Proceedings of the 2011 Conference on Empirical Methods in Natural Language Processing (EMNLP 2011).

Download CLTE

CLTE-Cosyne Benchmark

The CLTE-Cosyne Benchmark consists of:

1518 pairs for the language combinations English/Italian, English/German
800 pairs for the language combination Italian/German

In addition, two monolingual datasets are available, respectively for English (1518 pairs) and Italian (800 pairs).

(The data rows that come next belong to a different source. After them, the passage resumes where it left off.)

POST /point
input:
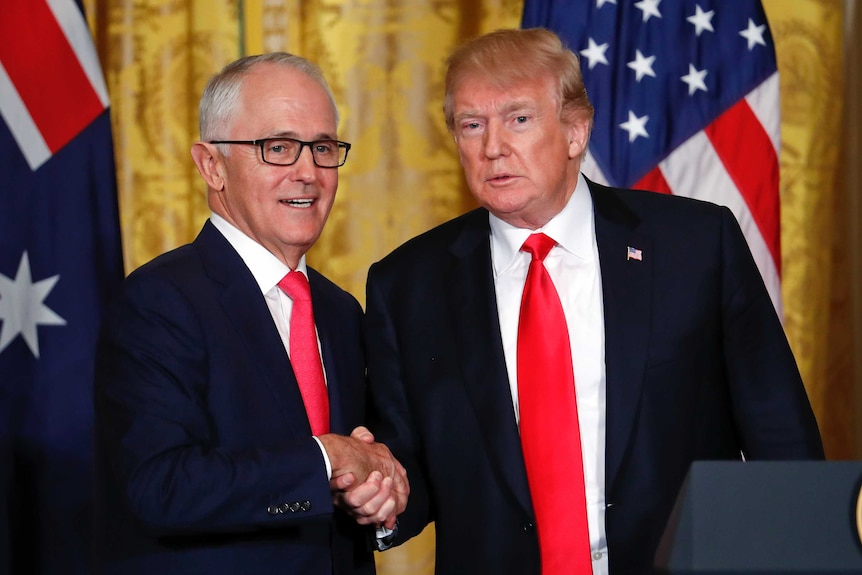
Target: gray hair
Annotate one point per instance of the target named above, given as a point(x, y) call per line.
point(223, 90)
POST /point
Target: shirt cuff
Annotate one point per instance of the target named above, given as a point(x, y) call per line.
point(385, 537)
point(325, 458)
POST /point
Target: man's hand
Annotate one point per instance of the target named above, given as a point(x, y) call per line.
point(367, 481)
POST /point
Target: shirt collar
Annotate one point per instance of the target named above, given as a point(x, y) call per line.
point(572, 229)
point(267, 269)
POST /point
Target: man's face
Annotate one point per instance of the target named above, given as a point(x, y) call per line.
point(520, 161)
point(281, 207)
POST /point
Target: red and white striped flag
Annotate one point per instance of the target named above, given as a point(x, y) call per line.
point(687, 102)
point(51, 84)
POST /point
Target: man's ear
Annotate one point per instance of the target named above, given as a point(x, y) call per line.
point(579, 134)
point(209, 162)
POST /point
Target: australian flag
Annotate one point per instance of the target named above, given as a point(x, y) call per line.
point(60, 259)
point(687, 102)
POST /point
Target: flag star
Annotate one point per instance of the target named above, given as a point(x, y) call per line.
point(694, 79)
point(595, 53)
point(754, 34)
point(642, 65)
point(701, 20)
point(649, 8)
point(22, 306)
point(635, 126)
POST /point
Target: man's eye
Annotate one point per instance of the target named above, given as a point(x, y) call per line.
point(278, 148)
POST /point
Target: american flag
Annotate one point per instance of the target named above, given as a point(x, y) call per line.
point(686, 98)
point(60, 259)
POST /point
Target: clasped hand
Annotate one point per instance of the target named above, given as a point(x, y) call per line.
point(367, 481)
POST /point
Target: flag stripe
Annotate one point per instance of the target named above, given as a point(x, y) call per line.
point(42, 45)
point(752, 164)
point(654, 181)
point(695, 170)
point(24, 130)
point(74, 26)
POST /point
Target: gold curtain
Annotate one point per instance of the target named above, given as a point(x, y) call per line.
point(809, 45)
point(384, 59)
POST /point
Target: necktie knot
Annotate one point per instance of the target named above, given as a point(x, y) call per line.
point(538, 246)
point(295, 285)
point(304, 353)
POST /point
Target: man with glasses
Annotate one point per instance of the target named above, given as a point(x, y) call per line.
point(230, 384)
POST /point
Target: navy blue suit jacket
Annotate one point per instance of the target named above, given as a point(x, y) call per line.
point(697, 368)
point(205, 459)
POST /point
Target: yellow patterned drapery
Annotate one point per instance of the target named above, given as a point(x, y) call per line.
point(809, 46)
point(384, 60)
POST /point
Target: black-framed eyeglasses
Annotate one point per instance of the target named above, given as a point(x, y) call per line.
point(286, 151)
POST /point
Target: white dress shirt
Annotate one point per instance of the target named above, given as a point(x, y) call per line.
point(573, 265)
point(268, 270)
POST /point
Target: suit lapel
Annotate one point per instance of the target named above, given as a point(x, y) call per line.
point(244, 307)
point(330, 330)
point(627, 293)
point(472, 304)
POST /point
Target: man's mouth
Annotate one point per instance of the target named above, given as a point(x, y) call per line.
point(299, 202)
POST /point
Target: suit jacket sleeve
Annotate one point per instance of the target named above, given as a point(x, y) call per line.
point(194, 437)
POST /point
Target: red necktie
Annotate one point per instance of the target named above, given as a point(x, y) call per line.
point(550, 437)
point(304, 353)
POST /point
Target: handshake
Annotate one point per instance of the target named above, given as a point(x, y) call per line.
point(367, 481)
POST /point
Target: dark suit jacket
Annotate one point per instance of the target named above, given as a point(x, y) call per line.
point(697, 367)
point(205, 459)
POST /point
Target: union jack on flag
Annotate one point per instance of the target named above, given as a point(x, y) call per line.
point(60, 260)
point(686, 99)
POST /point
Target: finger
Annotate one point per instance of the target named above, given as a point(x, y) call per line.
point(342, 482)
point(380, 507)
point(363, 434)
point(355, 499)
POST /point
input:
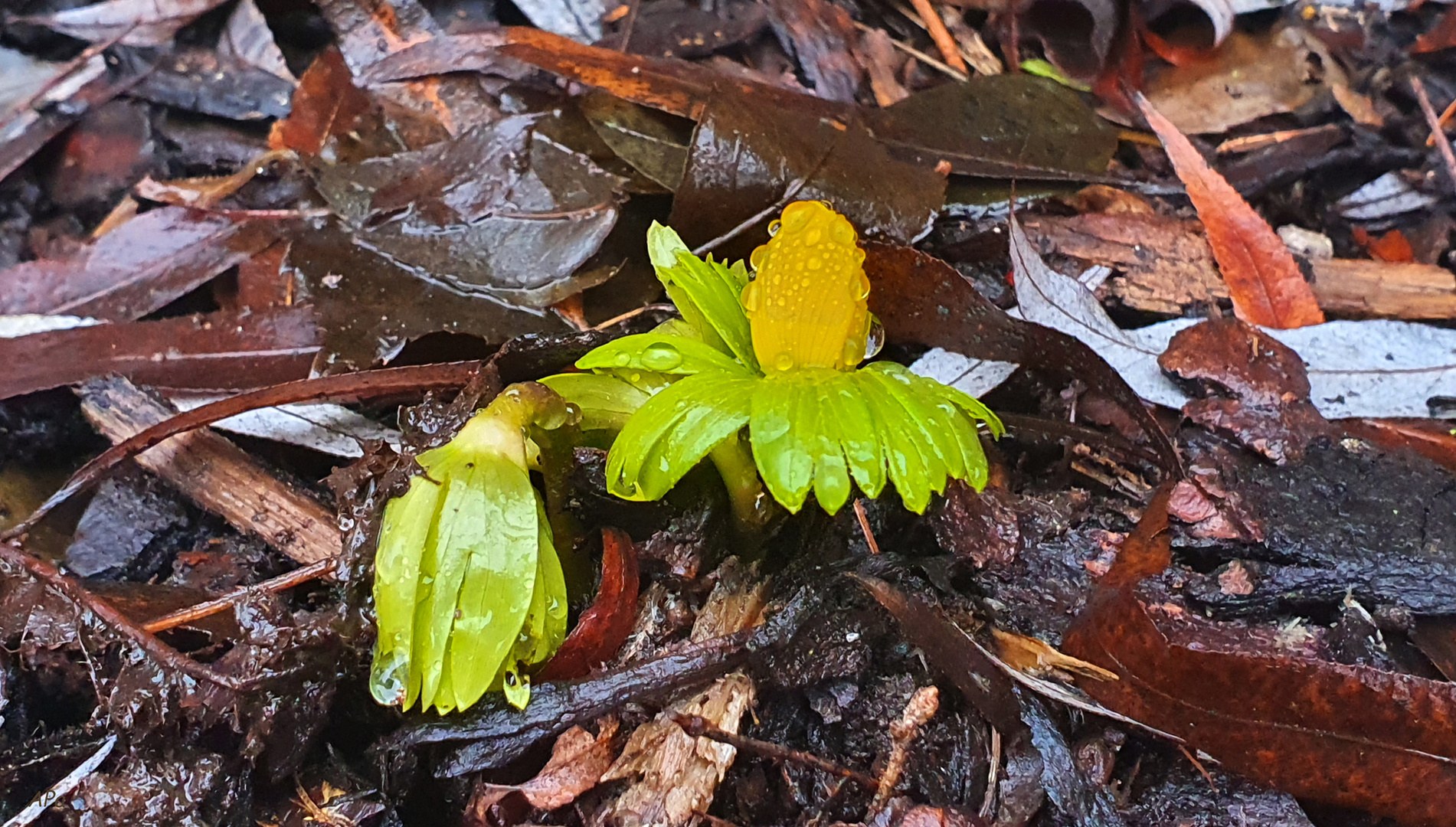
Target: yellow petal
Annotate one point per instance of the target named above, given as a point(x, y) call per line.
point(807, 303)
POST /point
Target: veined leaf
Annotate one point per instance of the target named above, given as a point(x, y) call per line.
point(784, 430)
point(706, 293)
point(662, 353)
point(903, 452)
point(397, 574)
point(675, 430)
point(606, 402)
point(846, 415)
point(497, 576)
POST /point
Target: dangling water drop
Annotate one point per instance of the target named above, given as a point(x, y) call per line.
point(875, 339)
point(751, 297)
point(662, 357)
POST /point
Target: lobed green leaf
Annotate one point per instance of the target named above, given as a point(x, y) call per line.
point(675, 430)
point(662, 353)
point(706, 293)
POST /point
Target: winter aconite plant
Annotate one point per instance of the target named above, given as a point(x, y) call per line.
point(468, 587)
point(762, 376)
point(775, 355)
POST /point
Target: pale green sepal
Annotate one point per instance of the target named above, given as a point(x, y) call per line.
point(660, 353)
point(606, 402)
point(705, 293)
point(675, 430)
point(397, 583)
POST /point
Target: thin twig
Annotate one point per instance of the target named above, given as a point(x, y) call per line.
point(864, 526)
point(165, 655)
point(1438, 132)
point(63, 788)
point(632, 315)
point(919, 56)
point(699, 727)
point(788, 195)
point(992, 770)
point(273, 586)
point(919, 709)
point(941, 35)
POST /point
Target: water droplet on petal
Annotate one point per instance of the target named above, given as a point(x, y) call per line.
point(875, 341)
point(662, 357)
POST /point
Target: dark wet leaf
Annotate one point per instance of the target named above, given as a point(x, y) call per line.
point(499, 211)
point(213, 83)
point(370, 306)
point(137, 268)
point(219, 351)
point(922, 300)
point(1349, 736)
point(983, 683)
point(688, 89)
point(996, 126)
point(820, 35)
point(136, 22)
point(603, 628)
point(641, 137)
point(28, 127)
point(1248, 384)
point(680, 28)
point(746, 158)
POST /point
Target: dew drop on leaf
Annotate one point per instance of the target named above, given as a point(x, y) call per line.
point(662, 357)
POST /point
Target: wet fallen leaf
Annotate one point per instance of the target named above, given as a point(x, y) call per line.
point(820, 34)
point(922, 300)
point(602, 629)
point(1349, 736)
point(137, 268)
point(577, 762)
point(370, 306)
point(1250, 77)
point(1251, 386)
point(1265, 281)
point(499, 211)
point(136, 22)
point(250, 41)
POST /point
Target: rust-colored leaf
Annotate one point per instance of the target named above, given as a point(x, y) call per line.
point(1349, 736)
point(136, 268)
point(216, 351)
point(922, 300)
point(1265, 281)
point(326, 103)
point(603, 628)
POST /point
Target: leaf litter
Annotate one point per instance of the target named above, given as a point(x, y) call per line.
point(457, 195)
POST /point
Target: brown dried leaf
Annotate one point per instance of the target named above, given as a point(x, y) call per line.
point(136, 22)
point(219, 351)
point(136, 268)
point(577, 763)
point(1349, 736)
point(1265, 281)
point(1252, 386)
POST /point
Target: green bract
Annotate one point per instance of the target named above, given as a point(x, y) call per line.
point(814, 420)
point(468, 587)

To get the CLTE-Cosyne benchmark, please contact Matteo Negri (negri[at]fbk.eu)

Other references:

Matteo Negri, Alessandro Marchetti, Yashar Mehdad, Luisa Bentivogli, and Danilo Giampiccolo. 2012. Semeval-2012 Task 8: Cross-lingual Textual Entailment for Content Synchronization. In Proceedings of the 6th International Workshop on Semantic Evaluation (SemEval-2012).
Matteo Negri, Alessandro Marchetti, Yashar Mehdad, Luisa Bentivogli, and Danilo Giampiccolo. 2013. Semeval-2013 Task 8: Cross-lingual Textual Entailment for Content Synchronization. In Proceedings of the 7th International Workshop on Semantic Evaluation (SemEval-2013).
Matteo Negri and Yashar Mehdad, Creating a Bi-lingual Entailment Corpus through Translations with Mechanical Turk: $100 for a 10-Day Rush. Proceedings of the NAACL HLT 2010 Workshop on Creating Speech and Language Data With Amazon’s Mechanical Turk.